The authorities in the regions affected by the cyanide pollution of the river Siret in northeast Romania have warned the local population not to eat fish from the river. This follows the hospitalisation of 65 children and 20 adults who ate contaminated fish. In this poor area of the country many people are ignoring this advice so officials are offering rewards for any fish handed in to the authorities. Inspectors from the Sanitary-Veterinary Agency (DSV) have confiscated in excess of 100 kg of contaminated fish intended for sale and consumption.
The latest pollution scare started last week when cyanide-contaminated waste was poured into the Somozul Mare, which runs into the Siret. Cyanide levels in the Siret are now 130 times above the legal limit.
Suceava County Prefect Ioan Cusnir has investigated the matter and believes that the pollution was not caused by accident. Two companies who took over the assets of the detergent manufacturer Metadet were identified by Cusnir as being responsible. He said: "They worked at one of the (detergent) tanks despite express orders banning them from doing so." (EvZ, 23 January 2000) Prime Minister Adrian Năstase has called for those responsible for the pollution to be brought to account.

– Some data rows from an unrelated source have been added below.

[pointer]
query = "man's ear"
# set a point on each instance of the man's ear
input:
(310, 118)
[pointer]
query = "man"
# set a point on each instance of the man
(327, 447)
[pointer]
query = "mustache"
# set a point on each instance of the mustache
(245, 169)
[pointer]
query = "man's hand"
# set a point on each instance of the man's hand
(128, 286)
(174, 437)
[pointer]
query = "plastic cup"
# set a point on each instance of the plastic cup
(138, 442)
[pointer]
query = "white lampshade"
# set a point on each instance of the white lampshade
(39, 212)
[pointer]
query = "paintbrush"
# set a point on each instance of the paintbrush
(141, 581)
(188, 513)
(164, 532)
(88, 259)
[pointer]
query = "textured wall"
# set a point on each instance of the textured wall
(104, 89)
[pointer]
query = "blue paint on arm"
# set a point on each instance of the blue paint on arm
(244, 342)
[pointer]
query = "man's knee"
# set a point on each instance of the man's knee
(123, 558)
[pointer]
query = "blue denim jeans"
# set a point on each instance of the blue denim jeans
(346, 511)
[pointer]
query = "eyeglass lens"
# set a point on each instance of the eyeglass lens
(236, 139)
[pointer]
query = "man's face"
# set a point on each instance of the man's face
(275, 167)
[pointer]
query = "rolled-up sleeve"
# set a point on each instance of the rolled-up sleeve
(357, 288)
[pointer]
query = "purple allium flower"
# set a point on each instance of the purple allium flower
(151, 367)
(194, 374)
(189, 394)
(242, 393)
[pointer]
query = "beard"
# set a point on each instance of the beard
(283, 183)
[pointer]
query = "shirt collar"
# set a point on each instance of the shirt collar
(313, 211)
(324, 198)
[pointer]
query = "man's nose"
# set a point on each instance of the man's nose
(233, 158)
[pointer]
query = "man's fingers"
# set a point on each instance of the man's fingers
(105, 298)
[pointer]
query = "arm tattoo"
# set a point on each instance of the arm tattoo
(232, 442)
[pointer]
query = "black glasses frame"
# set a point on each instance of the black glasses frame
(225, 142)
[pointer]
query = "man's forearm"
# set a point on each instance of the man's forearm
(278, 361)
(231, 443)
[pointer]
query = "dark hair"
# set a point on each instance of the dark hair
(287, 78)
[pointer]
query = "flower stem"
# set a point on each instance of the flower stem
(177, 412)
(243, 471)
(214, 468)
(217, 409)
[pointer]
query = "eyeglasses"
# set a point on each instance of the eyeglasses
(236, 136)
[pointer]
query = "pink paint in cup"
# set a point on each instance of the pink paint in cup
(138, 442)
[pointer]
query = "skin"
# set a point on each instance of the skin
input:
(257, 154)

World Bank Director Andrew Vorkink has announced funding for two projects aimed at reducing pollution in the Danube Delta. Non-repayable credits will be available to deal with pollution in the Delta and to restore the balance of nature. A further project has been proposed which will enable Romania to deal with the agricultural pollution of the Danube.
Vorkink said: "The Danube Delta is a resource for the whole of Europe, has a high tourism potential, and, what is very important, retains a large part of the pollutants that come down the Danube from Europe." (Rompres, 25 January 2000)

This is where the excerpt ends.